Skip to first unread message

Martin Cavallo Percovich

Mar 9, 2022, 8:15:59 PM3/9/22
to SIG Micro
Hi for all SIG team members!

I am working on a model based on TCN architecture.  I trained the model and then, I quantized and converted it with TensorFlow Lite Converter, applying FULL INTEGER ONLY QUANTIZATION. So from input tensor to output tensor, elements are 8-bits quantized. Finally I converted the TFLite model to a C array with xxd.

I am using Arduino Nano 33 BLE Sense, and I wrote a firmware code for running the model with this board using Arduino IDE. The TensorFlow Lite for Microcontrollers C++ library, was built from source last year using tensorflow 2.5.  

For evaluation, I was interested in testing dataset inference. The input tensor has a length of 1000 units. So I wrote a Python script which takes a testing dataset sample and sends it to the Arduino Nano by serial port communication using PySerial. For this task, I took the following considerations:

  • Using TensorFlow Lite model and TensorFlow Lite Interpreter, I loaded model input parameters, such input_zero_point and input_scale, and I quantized the dataset, from float to int8_t. Of course, then TFLM model does not quantize the input before invoke, because the sample is already quantized. This was made to reduce the amount of bytes that must  be sent to the microcontroller, from 4000 if samples are in float to 1000 if are  int8_t. 
  • The samples are sent by batches of 50 elements, 50 bytes. So 20 batches are used in total to complete one input sample.
  • A simple checksum system was implemented to verify communication is successful in each batch. Arduino sends a checksum of the bytes received to the python script and the python scripts compare with the checksum of bytes sent. Both must be equals. 
  • After the entire tensor was sent, from the firmware side, the TFLM model input tensor is read (using model_input->data.int8) and sent again to python script, where it is received and compared with the original sample.  Both must be equals and this is working well too.
The problem is that the prediction result made with TFLM model running on the Arduino Nano BLE 33 Sense differs with the prediction of the TFLite model used with TensorFlow Lite Interpreter in python environment.

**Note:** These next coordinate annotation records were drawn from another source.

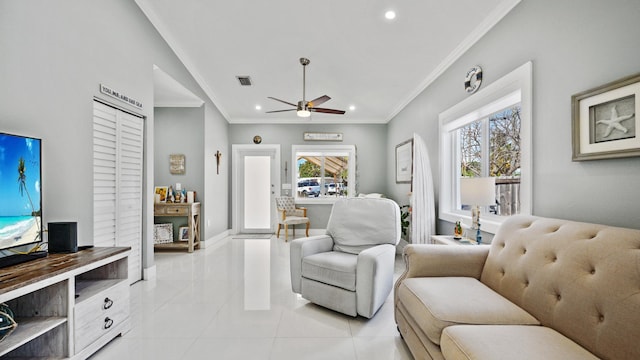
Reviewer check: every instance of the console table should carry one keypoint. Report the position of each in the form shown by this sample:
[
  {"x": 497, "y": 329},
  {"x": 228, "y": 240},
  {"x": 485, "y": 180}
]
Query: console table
[
  {"x": 449, "y": 240},
  {"x": 66, "y": 305},
  {"x": 189, "y": 210}
]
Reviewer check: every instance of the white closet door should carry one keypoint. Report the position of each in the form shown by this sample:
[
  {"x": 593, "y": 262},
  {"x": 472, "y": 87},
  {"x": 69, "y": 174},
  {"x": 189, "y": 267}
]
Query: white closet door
[{"x": 118, "y": 163}]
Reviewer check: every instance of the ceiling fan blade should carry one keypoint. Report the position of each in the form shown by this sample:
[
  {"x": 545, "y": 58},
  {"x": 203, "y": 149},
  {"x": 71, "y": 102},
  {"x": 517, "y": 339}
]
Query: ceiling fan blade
[
  {"x": 269, "y": 112},
  {"x": 321, "y": 100},
  {"x": 282, "y": 101},
  {"x": 327, "y": 111}
]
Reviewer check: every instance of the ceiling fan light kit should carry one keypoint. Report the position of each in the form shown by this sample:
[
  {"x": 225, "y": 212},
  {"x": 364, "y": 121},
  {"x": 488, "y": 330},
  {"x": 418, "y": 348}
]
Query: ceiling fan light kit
[{"x": 304, "y": 108}]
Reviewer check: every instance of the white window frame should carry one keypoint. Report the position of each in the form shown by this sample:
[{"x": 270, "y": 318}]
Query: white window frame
[
  {"x": 512, "y": 88},
  {"x": 351, "y": 178}
]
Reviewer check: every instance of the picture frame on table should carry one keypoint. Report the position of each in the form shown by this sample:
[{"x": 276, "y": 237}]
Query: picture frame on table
[
  {"x": 404, "y": 162},
  {"x": 161, "y": 192},
  {"x": 604, "y": 121}
]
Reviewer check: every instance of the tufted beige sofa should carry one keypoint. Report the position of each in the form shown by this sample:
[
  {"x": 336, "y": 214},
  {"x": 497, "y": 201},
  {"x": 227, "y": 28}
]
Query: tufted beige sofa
[{"x": 544, "y": 289}]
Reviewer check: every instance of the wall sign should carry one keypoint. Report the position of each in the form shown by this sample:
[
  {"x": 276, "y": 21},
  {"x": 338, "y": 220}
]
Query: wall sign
[
  {"x": 473, "y": 79},
  {"x": 120, "y": 96}
]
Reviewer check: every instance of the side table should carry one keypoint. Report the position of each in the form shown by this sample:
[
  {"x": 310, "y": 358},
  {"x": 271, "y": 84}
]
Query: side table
[{"x": 449, "y": 240}]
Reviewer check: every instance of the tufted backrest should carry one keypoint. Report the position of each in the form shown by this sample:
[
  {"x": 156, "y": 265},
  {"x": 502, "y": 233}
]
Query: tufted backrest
[
  {"x": 580, "y": 279},
  {"x": 356, "y": 224}
]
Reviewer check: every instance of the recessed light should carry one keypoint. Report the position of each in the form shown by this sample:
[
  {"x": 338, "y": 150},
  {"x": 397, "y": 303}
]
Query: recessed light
[{"x": 390, "y": 15}]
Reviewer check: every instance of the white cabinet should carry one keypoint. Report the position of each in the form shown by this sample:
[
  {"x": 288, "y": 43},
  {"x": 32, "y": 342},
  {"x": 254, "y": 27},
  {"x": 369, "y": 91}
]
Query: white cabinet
[{"x": 66, "y": 305}]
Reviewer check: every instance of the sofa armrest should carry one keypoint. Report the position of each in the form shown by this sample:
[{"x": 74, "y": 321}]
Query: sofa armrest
[
  {"x": 445, "y": 260},
  {"x": 374, "y": 278},
  {"x": 423, "y": 260},
  {"x": 300, "y": 248}
]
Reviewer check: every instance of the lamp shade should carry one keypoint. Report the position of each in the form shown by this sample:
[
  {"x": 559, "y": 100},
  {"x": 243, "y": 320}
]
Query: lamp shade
[{"x": 478, "y": 191}]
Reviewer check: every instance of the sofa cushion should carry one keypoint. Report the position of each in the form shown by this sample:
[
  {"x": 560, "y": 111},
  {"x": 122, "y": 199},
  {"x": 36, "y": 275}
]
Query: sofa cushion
[
  {"x": 333, "y": 268},
  {"x": 438, "y": 302},
  {"x": 493, "y": 342}
]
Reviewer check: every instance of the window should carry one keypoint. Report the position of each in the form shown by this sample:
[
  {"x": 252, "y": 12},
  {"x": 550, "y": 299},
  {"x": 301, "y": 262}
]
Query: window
[
  {"x": 488, "y": 134},
  {"x": 323, "y": 173}
]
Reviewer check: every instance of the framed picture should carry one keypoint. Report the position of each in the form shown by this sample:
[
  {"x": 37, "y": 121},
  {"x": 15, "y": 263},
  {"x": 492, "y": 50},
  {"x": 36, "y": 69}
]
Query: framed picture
[
  {"x": 177, "y": 164},
  {"x": 183, "y": 233},
  {"x": 404, "y": 162},
  {"x": 605, "y": 124},
  {"x": 161, "y": 194},
  {"x": 162, "y": 233}
]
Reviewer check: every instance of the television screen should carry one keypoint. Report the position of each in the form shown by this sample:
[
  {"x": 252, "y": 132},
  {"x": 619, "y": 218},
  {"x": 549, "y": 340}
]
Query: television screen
[{"x": 20, "y": 197}]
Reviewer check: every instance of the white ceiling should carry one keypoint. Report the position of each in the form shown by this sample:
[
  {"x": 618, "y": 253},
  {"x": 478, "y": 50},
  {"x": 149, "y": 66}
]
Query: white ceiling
[{"x": 357, "y": 56}]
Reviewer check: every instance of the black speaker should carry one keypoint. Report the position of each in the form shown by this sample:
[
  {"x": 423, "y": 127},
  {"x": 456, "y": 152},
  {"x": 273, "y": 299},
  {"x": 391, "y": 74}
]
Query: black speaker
[{"x": 63, "y": 237}]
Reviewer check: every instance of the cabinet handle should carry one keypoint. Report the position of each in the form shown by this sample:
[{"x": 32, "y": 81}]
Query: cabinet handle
[
  {"x": 107, "y": 303},
  {"x": 107, "y": 323}
]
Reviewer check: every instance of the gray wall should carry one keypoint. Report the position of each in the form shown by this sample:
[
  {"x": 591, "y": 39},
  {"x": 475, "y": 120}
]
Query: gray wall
[
  {"x": 180, "y": 131},
  {"x": 574, "y": 46},
  {"x": 370, "y": 142},
  {"x": 54, "y": 56}
]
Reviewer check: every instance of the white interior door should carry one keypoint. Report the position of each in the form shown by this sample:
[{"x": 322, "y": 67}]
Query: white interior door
[
  {"x": 117, "y": 182},
  {"x": 256, "y": 182}
]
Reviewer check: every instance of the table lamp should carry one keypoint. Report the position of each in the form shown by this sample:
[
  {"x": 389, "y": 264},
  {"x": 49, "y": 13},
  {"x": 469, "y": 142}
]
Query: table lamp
[{"x": 476, "y": 192}]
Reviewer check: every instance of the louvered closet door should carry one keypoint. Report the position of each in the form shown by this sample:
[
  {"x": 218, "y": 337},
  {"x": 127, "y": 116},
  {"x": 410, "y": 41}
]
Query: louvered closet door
[{"x": 117, "y": 182}]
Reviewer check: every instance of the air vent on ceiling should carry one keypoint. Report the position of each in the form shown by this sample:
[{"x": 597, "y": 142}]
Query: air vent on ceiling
[{"x": 244, "y": 80}]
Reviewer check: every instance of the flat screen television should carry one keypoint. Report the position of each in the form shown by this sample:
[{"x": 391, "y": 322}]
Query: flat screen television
[{"x": 20, "y": 195}]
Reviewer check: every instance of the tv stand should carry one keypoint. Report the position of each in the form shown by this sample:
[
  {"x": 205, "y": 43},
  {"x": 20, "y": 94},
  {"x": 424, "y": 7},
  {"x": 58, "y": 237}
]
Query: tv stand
[
  {"x": 20, "y": 258},
  {"x": 67, "y": 306}
]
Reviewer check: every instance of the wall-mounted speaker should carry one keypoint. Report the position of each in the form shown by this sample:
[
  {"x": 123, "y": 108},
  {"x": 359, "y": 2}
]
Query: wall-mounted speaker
[{"x": 63, "y": 237}]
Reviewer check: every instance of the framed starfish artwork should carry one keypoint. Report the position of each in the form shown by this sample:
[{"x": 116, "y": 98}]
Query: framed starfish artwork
[{"x": 605, "y": 122}]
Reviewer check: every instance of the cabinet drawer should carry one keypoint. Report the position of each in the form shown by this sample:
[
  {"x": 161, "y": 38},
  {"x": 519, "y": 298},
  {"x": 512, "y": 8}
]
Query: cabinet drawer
[
  {"x": 91, "y": 331},
  {"x": 176, "y": 210},
  {"x": 113, "y": 296}
]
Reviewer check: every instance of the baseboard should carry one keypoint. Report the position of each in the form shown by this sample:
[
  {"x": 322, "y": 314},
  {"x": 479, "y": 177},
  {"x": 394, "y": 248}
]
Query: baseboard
[
  {"x": 149, "y": 273},
  {"x": 215, "y": 240}
]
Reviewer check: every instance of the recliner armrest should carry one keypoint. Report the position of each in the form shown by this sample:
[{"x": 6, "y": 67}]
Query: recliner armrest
[
  {"x": 374, "y": 278},
  {"x": 300, "y": 248}
]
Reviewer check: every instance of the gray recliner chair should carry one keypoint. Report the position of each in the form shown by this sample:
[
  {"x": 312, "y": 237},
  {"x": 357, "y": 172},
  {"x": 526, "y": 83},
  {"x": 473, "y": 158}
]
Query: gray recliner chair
[{"x": 350, "y": 269}]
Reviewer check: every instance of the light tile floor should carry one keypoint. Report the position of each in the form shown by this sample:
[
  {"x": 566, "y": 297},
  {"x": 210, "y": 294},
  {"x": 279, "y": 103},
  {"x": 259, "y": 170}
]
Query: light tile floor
[{"x": 234, "y": 301}]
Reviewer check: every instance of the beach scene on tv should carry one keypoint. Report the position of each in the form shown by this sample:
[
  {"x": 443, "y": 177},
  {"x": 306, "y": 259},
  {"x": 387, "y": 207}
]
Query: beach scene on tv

The output tensor is just one neuron.

Have you got any suggestion about this problems? Have you hear something similar to this problem? Any recommedation?

Thanks in advance!

pd: This work is part of my thesis of my postgraduate in Robotics and Artificial Intelligence. So I would love to fix this problem ASAP. 😅

Best regards!



Martin Cavallo
Ing. Tecnológico Electrónico

Deqiang Chen

Mar 10, 2022, 2:49:48 PM3/10/22
to Martin Cavallo Percovich, SIG Micro

I would suggest creating a x86 TfliteMicro benchmark or test (e.g. and use that to compare with TFLite interpreter outcome.   That can give a bifurcation point on whether you need to focus on data communication link or the TFLM code path.  

Best regards!

You received this message because you are subscribed to the Google Groups "SIG Micro" group.
To unsubscribe from this group and stop receiving emails from it, send an email to
To view this discussion on the web visit

Andrew Stevens

Mar 10, 2022, 2:57:32 PM3/10/22
to SIG Micro,

Hi Martin,

 If you’re using tflite to give you reference inference results make sure you’re using the reference kernels!

     interpreter = tf.lite.Interpreter(flatbuff_name, experimental_op_resolver_type= tf.lite.experimental.OpResolverType.BUILTIN_REF)

otherwise differences in rounding / multiplication in the rescaling of quantized output can result in surprizingly large worst-case differences! For the same reason you shouldn't necessarily expect bit-exact matching results to the reference kernels if you are using an optimized kernel library (e.g. OPTIMIZED_KERNEL_DIR=cmsis_nn)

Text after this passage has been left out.